胡錦涛は中央党学校の校長を十年近く兼務し、多くのことを実行した。例えば外国の専門家や学者、政府高官を招いて講義や講演をしてもらったり、外国の異なる理論や学派の書籍や教材を導入したりした。
中央党学校の教師、盧先福は、胡錦涛を評してこう言っている。「彼は実務家であり、同時に改革精神を持ち、新たな考えを打ち出す人でもある。彼は理論研究を重視し、自由な討議を提唱する。彼は原則を重んじるが、柔軟で、他の人の意見もよく聴く人だ」
胡錦涛が担当している「幹部工作」の分野でも、明らかによい成績を収めた。例えば、5年間も試行されてきた『党と政府の指導幹部選抜任用工作条例』が、彼の努力で2002年に、ついに正式に公布、施行された。
胡錦涛は、腐敗した幹部は選抜したり、重く用いたりしてはならないし、大言壮語ばかりして実際に仕事をしない者や国を誤らせ、民を誤らせる者も選抜してはならない、と提起した。彼は、その幹部が多くの人に是認されているかどうか、を重視しなければならないと主張した。
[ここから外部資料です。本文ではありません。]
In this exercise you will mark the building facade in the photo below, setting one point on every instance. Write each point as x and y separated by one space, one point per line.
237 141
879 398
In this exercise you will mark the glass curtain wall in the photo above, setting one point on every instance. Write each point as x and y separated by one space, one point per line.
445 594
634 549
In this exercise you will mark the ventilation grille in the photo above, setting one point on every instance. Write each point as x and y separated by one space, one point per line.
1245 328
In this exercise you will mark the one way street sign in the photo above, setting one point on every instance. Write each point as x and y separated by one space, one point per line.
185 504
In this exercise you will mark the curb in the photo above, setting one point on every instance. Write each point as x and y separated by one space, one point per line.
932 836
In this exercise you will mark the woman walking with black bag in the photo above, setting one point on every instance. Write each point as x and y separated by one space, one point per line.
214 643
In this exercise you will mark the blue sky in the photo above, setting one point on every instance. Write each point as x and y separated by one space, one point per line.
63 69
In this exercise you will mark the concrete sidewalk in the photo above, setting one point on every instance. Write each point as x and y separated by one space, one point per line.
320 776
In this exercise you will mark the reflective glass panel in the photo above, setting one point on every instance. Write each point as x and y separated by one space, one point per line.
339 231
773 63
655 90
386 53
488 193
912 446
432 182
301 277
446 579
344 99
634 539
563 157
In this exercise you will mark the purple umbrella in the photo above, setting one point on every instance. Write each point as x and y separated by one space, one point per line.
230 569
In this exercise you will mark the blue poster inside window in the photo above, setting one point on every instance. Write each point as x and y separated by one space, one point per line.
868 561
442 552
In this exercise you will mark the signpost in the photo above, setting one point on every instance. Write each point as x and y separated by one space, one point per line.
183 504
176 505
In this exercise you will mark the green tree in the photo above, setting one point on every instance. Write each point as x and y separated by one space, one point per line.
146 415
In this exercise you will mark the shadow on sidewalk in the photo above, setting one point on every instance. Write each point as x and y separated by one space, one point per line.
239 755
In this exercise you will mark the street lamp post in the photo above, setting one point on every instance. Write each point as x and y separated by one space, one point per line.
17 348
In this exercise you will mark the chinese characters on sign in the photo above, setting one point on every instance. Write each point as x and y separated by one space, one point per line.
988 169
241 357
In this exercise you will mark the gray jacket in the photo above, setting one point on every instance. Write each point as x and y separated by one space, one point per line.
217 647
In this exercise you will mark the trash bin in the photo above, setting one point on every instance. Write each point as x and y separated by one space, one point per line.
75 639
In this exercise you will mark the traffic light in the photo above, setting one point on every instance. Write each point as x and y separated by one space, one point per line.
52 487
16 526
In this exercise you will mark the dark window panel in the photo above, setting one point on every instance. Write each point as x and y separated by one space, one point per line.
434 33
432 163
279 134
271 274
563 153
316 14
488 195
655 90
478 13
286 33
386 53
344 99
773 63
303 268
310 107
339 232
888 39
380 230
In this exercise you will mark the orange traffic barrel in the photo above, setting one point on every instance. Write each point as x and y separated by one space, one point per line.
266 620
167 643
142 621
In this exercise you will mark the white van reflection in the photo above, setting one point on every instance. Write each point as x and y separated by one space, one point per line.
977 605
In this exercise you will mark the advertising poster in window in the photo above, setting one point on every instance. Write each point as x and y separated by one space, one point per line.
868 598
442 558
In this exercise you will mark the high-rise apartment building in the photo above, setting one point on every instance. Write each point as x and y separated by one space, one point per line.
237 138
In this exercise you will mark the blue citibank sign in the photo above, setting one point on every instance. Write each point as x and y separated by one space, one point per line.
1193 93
これによって、官僚の意見だけで決まるという一面的なやり方を回避できるし、官僚同士がかばい合い、賄賂を贈って官職をもらい選抜されるということも防止できる。
2000年の下半期から2002年末までの間に胡錦涛は、アジア、アフリカ、ヨーロッパ、アメリカの各大陸の17カ国を相次いで訪問した。彼の外交手腕と個人的魅力はすでにメディアで報道されている。
2002年11月15日、中国共産党の第16期一中全会で、胡錦涛は党総書記に選出された。
12月6日、胡錦涛は河北省平山県にある「西柏坡革命記念館」を視察したあと、こう呼びかけた。
「全党の同志、特に指導幹部はみな、全身全霊で人民に奉仕するというモットーを忘れず、終始変わらずにもっとも広範な人民のために利益をはからなければならない」
「下部に深く入り、大衆に深く入り、大衆の声に耳を傾け、大衆の苦しみに関心を持たなければならない。権力は民のために使い、情けは民にかけ、利は民のためにはかり、民衆を指導して幸福な生活をつくり出さなければならない」
十日後、全国組織工作会議で、胡錦涛はさらに一歩進んで全党の各クラスの指導幹部に対し、「モットーを堅持し、民のために政治を行え」と提起した。この「モットー」とは、中国共産党の規約に定められている「人民に奉仕する」ことである。
2003年の年が明けたすぐ後、胡錦涛は零下30度の極寒をものともせず、内蒙古に出かけ、労働者、農民、牧畜民の家を訪れた。農民のビニールハウスの中では、彼らの生活はどうかと問いかけ、民情を視察したのだった。
総書記就任後の胡錦涛の言動の特徴は、「まじめに実務を行い、民衆と親しむ」ところにある、と人々は感じている。